As more shops prepare to re-open later this month, many customers will be met with new queuing systems and social distancing measures - all necessary to keep shoppers safe, post lockdown.
But for people who are blind, those simple changes can present real challenges. How can you keep your distance from someone you can't see?
For others with a visual impairment, the coronavirus crisis has been a time of anxiety and loneliness, as they continue to stay at home.
For Elizabeth Manuel the beach existed only her imagination, weeks after lockdown. Elizabeth is considered vulnerable as she suffered a serious stroke 10 years ago, and lost most of her vision.
Elizabeth was told to self-isolate in her Southsea home, where she lives alone. She does now go for walks. But she's still struggling to get food delivered.
The RNIB says calls to their helpline have gone up significantly.
Many of those phoning are worried about getting hold of food. Visually impaired people often rely on online deliveries, and now can't get slots.
Keith Valentine, Royal National Institute of Blind People
And some of those who are brave enough to go out are faced with other challenges such as Annette Hornsby.
Annette and her guide dog Charity have been the target of verbal and even physical abuse while getting essentials whilst out in Abingdon.

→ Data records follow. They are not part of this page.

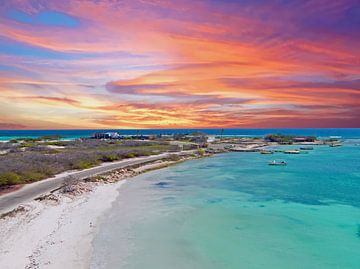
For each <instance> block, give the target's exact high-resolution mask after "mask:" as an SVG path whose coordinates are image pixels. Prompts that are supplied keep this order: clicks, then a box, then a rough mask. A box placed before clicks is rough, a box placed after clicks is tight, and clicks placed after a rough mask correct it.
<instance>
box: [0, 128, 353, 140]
mask: <svg viewBox="0 0 360 269" xmlns="http://www.w3.org/2000/svg"><path fill="white" fill-rule="evenodd" d="M222 130H223V131H222ZM96 132H119V133H120V134H121V135H139V134H141V135H154V134H175V133H193V132H204V133H206V134H208V135H220V134H221V133H222V134H223V135H224V136H234V135H235V136H264V135H267V134H274V133H281V134H289V135H314V136H318V137H329V136H341V137H343V138H359V137H360V128H301V129H297V128H281V129H249V128H228V129H220V128H214V129H113V130H99V129H87V130H0V141H6V140H11V139H15V138H19V137H23V138H24V137H25V138H26V137H27V138H36V137H40V136H46V135H61V136H63V137H64V139H77V138H80V137H90V136H92V135H93V134H94V133H96Z"/></svg>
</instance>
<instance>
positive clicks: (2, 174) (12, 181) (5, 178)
mask: <svg viewBox="0 0 360 269" xmlns="http://www.w3.org/2000/svg"><path fill="white" fill-rule="evenodd" d="M20 183H22V181H21V177H20V176H19V175H18V174H16V173H14V172H7V173H5V174H2V175H1V176H0V186H4V185H16V184H20Z"/></svg>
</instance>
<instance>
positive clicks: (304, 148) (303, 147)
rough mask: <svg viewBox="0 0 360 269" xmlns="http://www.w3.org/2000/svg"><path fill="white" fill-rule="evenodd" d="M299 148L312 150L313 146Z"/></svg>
mask: <svg viewBox="0 0 360 269" xmlns="http://www.w3.org/2000/svg"><path fill="white" fill-rule="evenodd" d="M300 149H301V150H313V149H314V148H313V147H301V148H300Z"/></svg>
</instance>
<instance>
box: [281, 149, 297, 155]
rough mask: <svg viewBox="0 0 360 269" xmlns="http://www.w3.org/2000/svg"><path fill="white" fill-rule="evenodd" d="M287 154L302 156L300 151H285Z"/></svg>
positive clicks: (285, 152) (294, 150)
mask: <svg viewBox="0 0 360 269" xmlns="http://www.w3.org/2000/svg"><path fill="white" fill-rule="evenodd" d="M284 153H285V154H300V150H297V149H295V150H285V151H284Z"/></svg>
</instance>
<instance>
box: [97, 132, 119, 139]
mask: <svg viewBox="0 0 360 269" xmlns="http://www.w3.org/2000/svg"><path fill="white" fill-rule="evenodd" d="M92 138H94V139H119V138H120V134H119V133H117V132H107V133H95V134H94V135H93V136H92Z"/></svg>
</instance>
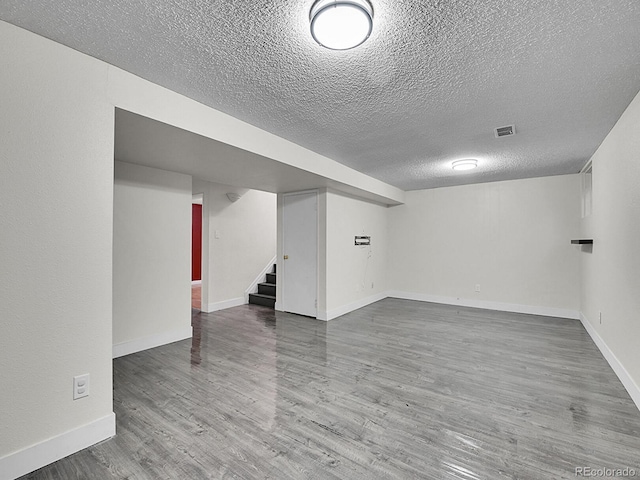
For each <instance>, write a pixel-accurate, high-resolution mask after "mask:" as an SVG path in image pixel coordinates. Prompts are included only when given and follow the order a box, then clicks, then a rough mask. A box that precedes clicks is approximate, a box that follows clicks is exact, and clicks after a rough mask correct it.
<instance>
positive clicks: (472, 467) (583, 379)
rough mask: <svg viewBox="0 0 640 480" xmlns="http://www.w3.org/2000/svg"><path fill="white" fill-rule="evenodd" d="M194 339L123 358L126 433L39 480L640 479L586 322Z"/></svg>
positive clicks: (498, 318)
mask: <svg viewBox="0 0 640 480" xmlns="http://www.w3.org/2000/svg"><path fill="white" fill-rule="evenodd" d="M194 333H195V335H194V338H193V339H192V340H185V341H182V342H177V343H174V344H171V345H168V346H164V347H159V348H155V349H152V350H148V351H146V352H141V353H137V354H134V355H129V356H126V357H122V358H118V359H116V360H114V410H115V412H116V415H117V432H118V434H117V436H116V437H115V438H113V439H111V440H108V441H106V442H103V443H102V444H100V445H97V446H94V447H92V448H89V449H87V450H84V451H82V452H80V453H77V454H75V455H72V456H70V457H68V458H66V459H63V460H61V461H59V462H56V463H54V464H52V465H50V466H48V467H46V468H44V469H41V470H39V471H37V472H35V473H33V474H31V475H28V476H27V477H24V478H29V479H33V480H36V479H38V480H40V479H42V480H44V479H64V480H71V479H110V478H118V479H154V480H155V479H180V480H185V479H208V478H212V479H218V478H239V479H264V478H271V479H378V478H380V479H382V478H392V479H411V478H425V479H465V480H475V479H493V480H495V479H503V478H504V479H545V480H546V479H559V478H566V479H574V478H576V475H575V474H576V468H587V467H588V468H592V469H594V470H595V469H600V468H620V469H622V468H625V467H629V468H633V469H635V470H636V475H637V476H638V477H640V413H639V412H638V410H637V408H636V407H635V405H634V404H633V402H632V400H631V399H630V397H629V395H628V394H627V392H626V391H625V390H624V388H623V387H622V385H621V384H620V382H619V381H618V379H617V377H616V376H615V374H614V373H613V371H612V370H611V368H610V367H609V366H608V364H607V363H606V361H605V360H604V359H603V357H602V356H601V354H600V353H599V351H598V350H597V348H596V347H595V345H594V344H593V342H592V341H591V339H590V338H589V336H588V335H587V333H586V332H585V330H584V329H583V327H582V325H581V324H580V323H579V322H578V321H575V320H566V319H559V318H548V317H539V316H533V315H519V314H512V313H504V312H495V311H487V310H477V309H471V308H459V307H451V306H444V305H437V304H430V303H421V302H414V301H408V300H397V299H386V300H383V301H380V302H378V303H376V304H373V305H370V306H368V307H365V308H363V309H360V310H358V311H356V312H353V313H351V314H348V315H345V316H344V317H341V318H340V319H337V320H334V321H331V322H329V323H325V322H320V321H317V320H312V319H308V318H305V317H299V316H295V315H290V314H284V313H280V312H274V311H273V310H271V309H268V308H264V307H260V306H255V305H246V306H242V307H237V308H231V309H228V310H223V311H220V312H215V313H213V314H201V313H198V314H196V315H195V316H194ZM609 473H615V472H609ZM598 478H607V476H599V477H598Z"/></svg>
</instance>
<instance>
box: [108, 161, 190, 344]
mask: <svg viewBox="0 0 640 480" xmlns="http://www.w3.org/2000/svg"><path fill="white" fill-rule="evenodd" d="M114 178H115V181H114V192H113V344H114V356H121V355H125V354H129V353H133V352H135V351H139V350H143V349H145V348H149V346H155V345H153V344H154V343H155V344H156V345H158V344H163V343H168V340H174V341H177V340H182V339H184V338H188V337H190V336H191V198H192V193H191V177H190V176H189V175H182V174H180V173H173V172H166V171H164V170H158V169H155V168H149V167H142V166H139V165H133V164H130V163H124V162H115V176H114ZM154 339H162V341H157V340H154Z"/></svg>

Now Annette hardly leaves the house.
Annette and Elizabeth have adapted their way of life to their blindness. They say we now need to adapt to help people like them survive.
For people who are struggling to get out to a supermarket during the pandemic- a number of supermarkets are prioritising and helping those with disabilities through their online delivery services.
You can find out where to access help through the RNIB here or you can call their helpline on 0303 123 9999.
Elsewhere, Blind Veterans UK are asking for volunteers to come forward to help people with tasks such as shopping, sorting, storing and cooking food.
Click here for more support and information.
The charity Open Sight Hampshire also provides support to visually impaired and blind people across the county.
The charity can help with technical support, local food delivery and essential information.